When evaluating a model for a binary dependent variable, for instance logistic regression there is always going to be a trade off between Sensitivity and Specificity.
Sensitivity is the proportion of true positives identified, that is the proportion of data correctly identified as meeting a certain condition. In the example in the lectures based on credit default it was non-defaulters correctly identified. In a medical study it would be correctly identifying patients with disease.
Specificity is the proportion of true negatives identified, or the proportion data correctly identified as not meeting a certain criterion. In the lecture example it was the proportion of defaulter correctly identified. Again, in medical research this would be those patients correctly identified as not having the disease.
Sensitivity = TP/TP+ FP
Specificity = TN/ TN+FN
False Positive Rate (FPR) = FP/FP+TN
False Negative Rate (FNR) = FN/ FN+ TP
Sensitivity + False Negative rate = 1
Specificity + False positive Rate = 1
Both are highly desirable, but we cannot have a scenario where we have 100% Specificity and 100% Sensitivity. With Linear Discriminant Analysis (LDA) reducing the posterior probability threshold for identify a true negative will decrease the sensitivity and increase the specificity. The opposite is also true. There will be a point for the threshold where the error rate for false positives and false negatives is at an optimal minimum.

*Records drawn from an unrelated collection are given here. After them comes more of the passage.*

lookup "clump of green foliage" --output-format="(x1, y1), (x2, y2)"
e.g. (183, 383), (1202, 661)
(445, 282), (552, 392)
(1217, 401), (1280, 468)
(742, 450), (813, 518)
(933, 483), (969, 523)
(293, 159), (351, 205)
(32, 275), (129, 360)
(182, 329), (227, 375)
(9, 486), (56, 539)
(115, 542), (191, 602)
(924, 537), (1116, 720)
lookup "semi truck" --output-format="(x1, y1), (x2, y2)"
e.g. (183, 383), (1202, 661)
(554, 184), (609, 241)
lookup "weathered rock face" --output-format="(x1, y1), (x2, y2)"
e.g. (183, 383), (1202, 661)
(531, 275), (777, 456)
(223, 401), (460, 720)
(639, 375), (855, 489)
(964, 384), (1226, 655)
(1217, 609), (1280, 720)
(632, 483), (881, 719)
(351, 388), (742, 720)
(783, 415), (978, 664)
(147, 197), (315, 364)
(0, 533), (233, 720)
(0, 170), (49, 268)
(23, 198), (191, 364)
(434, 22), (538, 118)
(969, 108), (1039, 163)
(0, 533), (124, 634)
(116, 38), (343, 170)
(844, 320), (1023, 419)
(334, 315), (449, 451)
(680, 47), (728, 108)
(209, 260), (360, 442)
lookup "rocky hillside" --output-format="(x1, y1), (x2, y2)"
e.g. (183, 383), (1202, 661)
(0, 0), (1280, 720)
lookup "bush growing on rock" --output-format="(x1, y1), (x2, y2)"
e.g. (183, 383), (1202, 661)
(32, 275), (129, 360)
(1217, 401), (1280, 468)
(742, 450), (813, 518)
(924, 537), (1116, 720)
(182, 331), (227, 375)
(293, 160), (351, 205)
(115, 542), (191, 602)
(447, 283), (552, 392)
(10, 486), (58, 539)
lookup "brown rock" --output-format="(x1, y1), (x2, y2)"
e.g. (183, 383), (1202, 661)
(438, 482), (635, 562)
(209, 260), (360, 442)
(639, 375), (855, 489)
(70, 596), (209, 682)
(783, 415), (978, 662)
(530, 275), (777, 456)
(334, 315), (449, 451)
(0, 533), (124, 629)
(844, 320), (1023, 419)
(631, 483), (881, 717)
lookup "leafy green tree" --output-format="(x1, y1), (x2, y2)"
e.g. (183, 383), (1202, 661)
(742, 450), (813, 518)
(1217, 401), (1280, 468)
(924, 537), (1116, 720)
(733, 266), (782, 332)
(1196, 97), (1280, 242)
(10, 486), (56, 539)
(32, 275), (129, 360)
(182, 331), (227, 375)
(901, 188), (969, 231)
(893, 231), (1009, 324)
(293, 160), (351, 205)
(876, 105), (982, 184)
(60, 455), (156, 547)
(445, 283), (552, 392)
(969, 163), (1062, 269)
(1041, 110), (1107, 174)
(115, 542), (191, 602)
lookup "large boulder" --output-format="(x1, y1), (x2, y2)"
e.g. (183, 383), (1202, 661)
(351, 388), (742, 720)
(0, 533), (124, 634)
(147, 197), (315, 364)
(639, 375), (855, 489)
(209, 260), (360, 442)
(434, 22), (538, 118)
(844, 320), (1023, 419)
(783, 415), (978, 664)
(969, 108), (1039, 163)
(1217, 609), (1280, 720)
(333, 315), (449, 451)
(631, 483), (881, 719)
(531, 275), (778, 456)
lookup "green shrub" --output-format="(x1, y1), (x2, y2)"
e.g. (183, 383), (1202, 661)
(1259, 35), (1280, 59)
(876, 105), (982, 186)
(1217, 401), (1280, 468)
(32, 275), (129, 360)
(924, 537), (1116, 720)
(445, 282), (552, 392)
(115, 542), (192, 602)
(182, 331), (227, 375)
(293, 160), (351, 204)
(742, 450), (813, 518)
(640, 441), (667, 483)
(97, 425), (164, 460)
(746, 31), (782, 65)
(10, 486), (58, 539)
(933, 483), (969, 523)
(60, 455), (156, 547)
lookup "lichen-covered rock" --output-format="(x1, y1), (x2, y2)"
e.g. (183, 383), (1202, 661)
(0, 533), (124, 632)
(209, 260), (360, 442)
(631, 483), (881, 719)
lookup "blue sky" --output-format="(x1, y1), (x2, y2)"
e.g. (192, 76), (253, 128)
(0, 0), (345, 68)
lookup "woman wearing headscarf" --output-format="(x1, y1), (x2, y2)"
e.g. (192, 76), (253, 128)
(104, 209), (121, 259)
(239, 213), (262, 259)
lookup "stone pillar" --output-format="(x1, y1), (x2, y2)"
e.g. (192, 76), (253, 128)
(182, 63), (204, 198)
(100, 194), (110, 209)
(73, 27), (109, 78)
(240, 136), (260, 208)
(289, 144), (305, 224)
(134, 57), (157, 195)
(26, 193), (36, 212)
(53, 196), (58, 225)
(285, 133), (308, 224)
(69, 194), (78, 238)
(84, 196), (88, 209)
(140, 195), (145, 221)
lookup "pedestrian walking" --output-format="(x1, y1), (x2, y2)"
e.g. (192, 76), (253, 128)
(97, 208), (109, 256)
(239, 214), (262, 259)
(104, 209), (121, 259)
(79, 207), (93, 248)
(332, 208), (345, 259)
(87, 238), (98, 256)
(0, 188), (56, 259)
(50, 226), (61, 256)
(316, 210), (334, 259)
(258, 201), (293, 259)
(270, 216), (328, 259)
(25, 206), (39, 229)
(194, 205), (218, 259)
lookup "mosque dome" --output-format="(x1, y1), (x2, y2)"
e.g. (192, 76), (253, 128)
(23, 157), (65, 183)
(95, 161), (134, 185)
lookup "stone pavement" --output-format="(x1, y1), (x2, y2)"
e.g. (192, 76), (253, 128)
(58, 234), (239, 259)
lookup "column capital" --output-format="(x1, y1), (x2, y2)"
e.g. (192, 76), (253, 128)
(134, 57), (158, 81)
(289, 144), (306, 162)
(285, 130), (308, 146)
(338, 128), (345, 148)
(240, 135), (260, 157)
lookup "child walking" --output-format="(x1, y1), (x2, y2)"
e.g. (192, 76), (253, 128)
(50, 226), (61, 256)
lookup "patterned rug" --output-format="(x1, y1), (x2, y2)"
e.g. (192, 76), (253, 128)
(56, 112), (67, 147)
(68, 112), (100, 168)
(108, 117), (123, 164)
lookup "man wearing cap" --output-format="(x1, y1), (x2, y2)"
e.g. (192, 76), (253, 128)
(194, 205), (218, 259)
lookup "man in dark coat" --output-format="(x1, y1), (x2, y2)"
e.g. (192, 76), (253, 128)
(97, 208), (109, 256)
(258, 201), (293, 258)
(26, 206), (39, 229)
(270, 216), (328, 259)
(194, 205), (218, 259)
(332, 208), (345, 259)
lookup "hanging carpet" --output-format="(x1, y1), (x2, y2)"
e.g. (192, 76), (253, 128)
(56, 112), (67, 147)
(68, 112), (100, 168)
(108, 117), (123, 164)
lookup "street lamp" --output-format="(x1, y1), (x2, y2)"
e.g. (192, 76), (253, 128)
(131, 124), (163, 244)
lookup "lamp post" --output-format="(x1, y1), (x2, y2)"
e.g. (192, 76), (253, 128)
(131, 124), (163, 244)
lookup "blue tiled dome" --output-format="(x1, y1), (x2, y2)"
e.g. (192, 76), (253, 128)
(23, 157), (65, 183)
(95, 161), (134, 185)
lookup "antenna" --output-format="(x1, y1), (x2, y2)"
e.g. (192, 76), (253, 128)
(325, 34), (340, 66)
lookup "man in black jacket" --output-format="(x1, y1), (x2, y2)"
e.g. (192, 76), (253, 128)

Depending on the use case of the model, a business decision should be made as to what should take precedence. For example, a model that would predict incidence of a fatal disease would give preference to sensitivity over specificity, so that try positives are high and life-threatening false negatives are low. Alternatively, if the model predicted a non-fatal disease for which the treatment had harmful side effects, the sensitivity should be high to ensure the proportion of true negatives is high. If there is no preference, then plotting the error rates and choosing a point where they intersect may be optimal.